「そもそも、ギターやりてぇなんて言ってねぇだろ。ベースは気に入ってる」
「じゃあ、何でギター弾いてたの?」
弾きたい気持ちはあるが、言い出せず誰もいない場所で毎朝隠れてギターを弾いているのかと思った。
・・・棗君に限って言い出せないことはないか。
「お前に関係ねぇ」
短く一蹴。
こうなってしまっては棗君から聞き出すことが難しいことを既に学んでいる。
潔く私は諦め、所定の位置に置かれたギターケースを手にしようとすると、ギターケースの下に角が少し入り込んでいる白い紙が目に入る。

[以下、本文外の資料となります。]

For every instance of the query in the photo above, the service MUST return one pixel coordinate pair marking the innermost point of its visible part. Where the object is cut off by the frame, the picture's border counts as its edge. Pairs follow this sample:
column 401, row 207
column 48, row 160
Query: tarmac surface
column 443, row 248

首を傾げながらそれを摘み上げ、裏返しにするとそれは手書きの譜面だった。
「これ、棗君の?」
私が入って来た途端に紙を鞄に仕舞い込んでいた。
その時かその前かわからないが、一枚だけ落ちてしまい、ギターケースの下に入り込んでしまったんじゃないか。
「ちっ、よこせ」
目つきは鋭いものの、慌てていることが窺える。
むしり取る様に私の手から紙をひったくるとそれも鞄に強引に仕舞った。
「棗君も曲、作れるんだね」
「るせぇ、勝手に見やがって」
黒髪に隠れきれていない耳の半分が少し赤みを帯びていて、驚いた。
「恥ずかしいことじゃないのに。作曲できるなんてすごいよ」
「お前、咲綺にも馨にも言うなよ」
「どうして?さっきのって、夏休みのイベント用じゃないの?」
「別に」
「棗君は言わなくて良かったの?」
「いい。自分で納得いくもの作れるかわかんねぇし」
棗君にしては弱気な発言だ。
恥ずかしがり、自信が無い棗君を見ていると、傍若無人な態度も薄れ、普通の男子高校生だったことを実感させられる。
「何で笑ってやがる。馬鹿にしてんのか、てめぇ」
「え!?違うよ!」
「絶対笑ったろ。殺すぞ」
さっきの可愛らしい棗君は一瞬で影を潜め、いつもと変わらぬ鬼のような棗君が私を睨み付けた。
棗君のとてつも無く低い沸点に到達しないようにしなければならないのは、至難の業だ。